Furthermore, in the large-sample regime, the posterior mean and the mode of the Dirichlet distribution are nearly identical.
That's why the estimator based on the posterior mean is commonly used and, for \(\alpha = 1\), is referred to as add-one smoothing.
It is important to note that the symmetric Dirichlet prior assumes a uniform prior (each outcome is "equally" likely a priori), which
may not be realistic in complex models. For more structured problems where capturing group-level variation is important,
hierarchical Bayesian methods provide a more flexible approach: each sequence (e.g., each city in our weather example) has
its own transition matrix, but these matrices are drawn from a common hyper-distribution, allowing the model to share statistical
strength across sequences while accommodating heterogeneity.
The Algorithmic Bridge
The transition matrix formalism links Markov chains directly to
stochastic matrices in linear algebra.
Here, the stationary distribution is characterized as the left eigenvector corresponding to the eigenvalue 1,
describing the long-run behavior of the system—a principle that powers the PageRank algorithm.

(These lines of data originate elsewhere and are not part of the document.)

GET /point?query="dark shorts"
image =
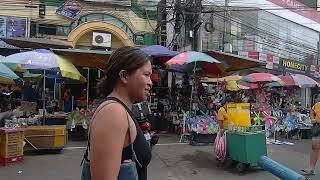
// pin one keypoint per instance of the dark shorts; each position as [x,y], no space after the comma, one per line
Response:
[316,130]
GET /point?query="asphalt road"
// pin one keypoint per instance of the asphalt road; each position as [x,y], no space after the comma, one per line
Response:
[170,161]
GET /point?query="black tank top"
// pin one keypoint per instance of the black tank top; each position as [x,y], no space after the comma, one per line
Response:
[140,146]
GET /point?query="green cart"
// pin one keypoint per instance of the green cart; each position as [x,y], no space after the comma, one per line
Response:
[245,148]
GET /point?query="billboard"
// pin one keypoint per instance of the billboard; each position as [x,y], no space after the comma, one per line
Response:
[71,9]
[13,27]
[114,2]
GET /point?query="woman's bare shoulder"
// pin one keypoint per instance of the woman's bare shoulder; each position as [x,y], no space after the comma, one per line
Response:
[110,115]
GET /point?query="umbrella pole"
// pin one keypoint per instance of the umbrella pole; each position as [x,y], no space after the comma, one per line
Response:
[54,89]
[88,76]
[191,97]
[44,96]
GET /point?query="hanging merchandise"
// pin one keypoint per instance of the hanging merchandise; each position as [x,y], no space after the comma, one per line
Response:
[257,119]
[289,123]
[220,145]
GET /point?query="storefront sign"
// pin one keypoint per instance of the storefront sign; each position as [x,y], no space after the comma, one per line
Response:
[294,65]
[298,8]
[71,9]
[115,2]
[286,65]
[13,27]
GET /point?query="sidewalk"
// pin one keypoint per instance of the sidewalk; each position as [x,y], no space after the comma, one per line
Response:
[170,161]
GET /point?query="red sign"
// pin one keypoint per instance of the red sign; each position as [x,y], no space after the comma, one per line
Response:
[298,8]
[253,55]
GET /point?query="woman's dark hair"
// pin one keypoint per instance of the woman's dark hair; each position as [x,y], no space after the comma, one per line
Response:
[125,58]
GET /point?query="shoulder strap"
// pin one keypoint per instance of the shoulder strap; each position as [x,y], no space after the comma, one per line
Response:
[134,156]
[107,102]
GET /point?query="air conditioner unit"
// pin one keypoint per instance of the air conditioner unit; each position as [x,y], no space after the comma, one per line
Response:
[101,39]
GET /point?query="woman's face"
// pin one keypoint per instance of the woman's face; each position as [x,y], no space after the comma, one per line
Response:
[139,83]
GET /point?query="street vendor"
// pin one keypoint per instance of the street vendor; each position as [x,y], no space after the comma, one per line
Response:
[314,156]
[223,116]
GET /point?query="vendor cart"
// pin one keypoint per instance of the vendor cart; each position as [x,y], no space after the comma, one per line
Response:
[246,148]
[45,138]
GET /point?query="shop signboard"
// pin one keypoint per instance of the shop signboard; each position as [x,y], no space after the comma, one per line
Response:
[71,9]
[115,2]
[13,27]
[299,8]
[291,66]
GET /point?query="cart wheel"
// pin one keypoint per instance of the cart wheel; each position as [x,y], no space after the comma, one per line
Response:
[229,163]
[241,167]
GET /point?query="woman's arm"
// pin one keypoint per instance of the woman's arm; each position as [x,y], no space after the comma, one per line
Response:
[108,135]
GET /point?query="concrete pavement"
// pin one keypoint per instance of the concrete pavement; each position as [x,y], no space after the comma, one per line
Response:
[170,161]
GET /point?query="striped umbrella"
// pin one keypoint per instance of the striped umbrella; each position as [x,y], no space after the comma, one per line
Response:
[192,61]
[261,78]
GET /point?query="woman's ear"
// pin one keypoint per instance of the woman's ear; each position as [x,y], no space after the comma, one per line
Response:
[123,76]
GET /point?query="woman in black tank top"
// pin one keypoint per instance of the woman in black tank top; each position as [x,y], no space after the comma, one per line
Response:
[126,80]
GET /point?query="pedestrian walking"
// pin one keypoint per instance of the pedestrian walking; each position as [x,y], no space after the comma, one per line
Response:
[117,148]
[314,156]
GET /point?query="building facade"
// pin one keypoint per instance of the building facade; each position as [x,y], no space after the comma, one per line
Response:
[284,34]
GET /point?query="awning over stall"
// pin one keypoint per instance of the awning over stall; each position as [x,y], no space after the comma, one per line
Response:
[235,62]
[85,58]
[36,43]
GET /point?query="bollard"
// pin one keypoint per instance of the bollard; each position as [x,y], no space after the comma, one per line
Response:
[279,170]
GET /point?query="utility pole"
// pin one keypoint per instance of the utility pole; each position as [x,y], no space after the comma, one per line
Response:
[196,24]
[226,36]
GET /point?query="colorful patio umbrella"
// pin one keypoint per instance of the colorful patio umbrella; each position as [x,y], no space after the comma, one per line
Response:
[299,80]
[158,51]
[192,61]
[287,81]
[247,85]
[261,78]
[44,60]
[7,76]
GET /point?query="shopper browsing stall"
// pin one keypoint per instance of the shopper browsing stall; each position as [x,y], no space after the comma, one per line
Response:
[314,156]
[223,117]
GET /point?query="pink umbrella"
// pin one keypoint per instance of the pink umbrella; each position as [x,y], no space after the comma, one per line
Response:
[261,77]
[299,80]
[288,80]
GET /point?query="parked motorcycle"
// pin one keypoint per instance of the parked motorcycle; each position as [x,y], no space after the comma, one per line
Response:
[142,112]
[151,136]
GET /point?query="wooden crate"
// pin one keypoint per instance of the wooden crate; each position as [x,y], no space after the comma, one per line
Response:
[11,144]
[46,137]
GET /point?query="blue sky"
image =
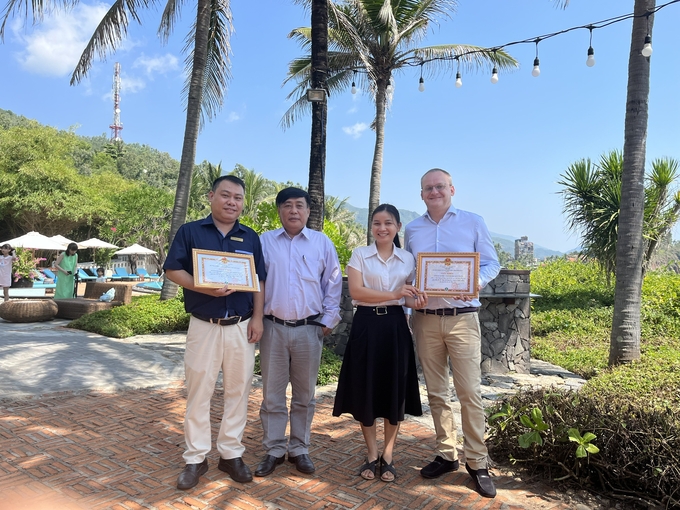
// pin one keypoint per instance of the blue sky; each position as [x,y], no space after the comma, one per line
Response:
[505,144]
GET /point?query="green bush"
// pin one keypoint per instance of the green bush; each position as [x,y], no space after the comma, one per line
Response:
[597,438]
[145,315]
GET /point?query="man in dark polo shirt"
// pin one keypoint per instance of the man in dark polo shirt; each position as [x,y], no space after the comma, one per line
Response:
[224,327]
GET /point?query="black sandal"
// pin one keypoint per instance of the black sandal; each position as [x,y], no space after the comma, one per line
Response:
[370,466]
[385,467]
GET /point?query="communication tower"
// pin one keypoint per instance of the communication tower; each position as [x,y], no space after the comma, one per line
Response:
[117,126]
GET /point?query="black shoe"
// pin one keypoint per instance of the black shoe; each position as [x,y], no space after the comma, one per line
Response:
[483,481]
[189,476]
[268,465]
[438,467]
[237,469]
[302,463]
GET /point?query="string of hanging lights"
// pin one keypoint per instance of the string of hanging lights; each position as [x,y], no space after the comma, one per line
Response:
[536,71]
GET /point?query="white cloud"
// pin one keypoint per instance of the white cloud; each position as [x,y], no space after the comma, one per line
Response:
[233,117]
[356,130]
[160,64]
[53,49]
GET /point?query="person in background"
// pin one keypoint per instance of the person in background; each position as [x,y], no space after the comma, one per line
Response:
[448,330]
[7,256]
[301,305]
[66,265]
[225,324]
[378,378]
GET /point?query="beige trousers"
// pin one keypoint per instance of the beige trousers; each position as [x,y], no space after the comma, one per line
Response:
[438,339]
[210,348]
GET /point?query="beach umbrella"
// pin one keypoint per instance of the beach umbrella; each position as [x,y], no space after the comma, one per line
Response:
[35,241]
[135,249]
[96,243]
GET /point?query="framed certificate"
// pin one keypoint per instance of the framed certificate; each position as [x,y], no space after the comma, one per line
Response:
[217,268]
[448,274]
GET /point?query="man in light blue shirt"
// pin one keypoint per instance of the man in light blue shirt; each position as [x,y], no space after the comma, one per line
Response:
[302,305]
[449,329]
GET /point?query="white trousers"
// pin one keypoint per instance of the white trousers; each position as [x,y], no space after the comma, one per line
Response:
[210,348]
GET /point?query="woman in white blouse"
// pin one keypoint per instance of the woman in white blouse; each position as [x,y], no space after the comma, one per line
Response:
[378,378]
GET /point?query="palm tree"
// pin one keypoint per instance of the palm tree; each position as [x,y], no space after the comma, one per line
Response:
[624,345]
[207,66]
[592,196]
[371,40]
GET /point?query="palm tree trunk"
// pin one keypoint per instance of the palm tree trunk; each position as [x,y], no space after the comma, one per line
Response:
[376,168]
[317,156]
[186,166]
[625,337]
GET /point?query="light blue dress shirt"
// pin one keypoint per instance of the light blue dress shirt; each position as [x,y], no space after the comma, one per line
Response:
[303,276]
[457,231]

In reinforcement learning, Markov chains
generalize to Markov decision processes (MDPs), where an agent's actions dynamically influence transition
probabilities. Furthermore, the Bayesian framework for estimating transition counts (using Dirichlet priors) provides the foundation for
hidden Markov models (HMMs) and conditional random fields (CRFs) used in sequence modeling.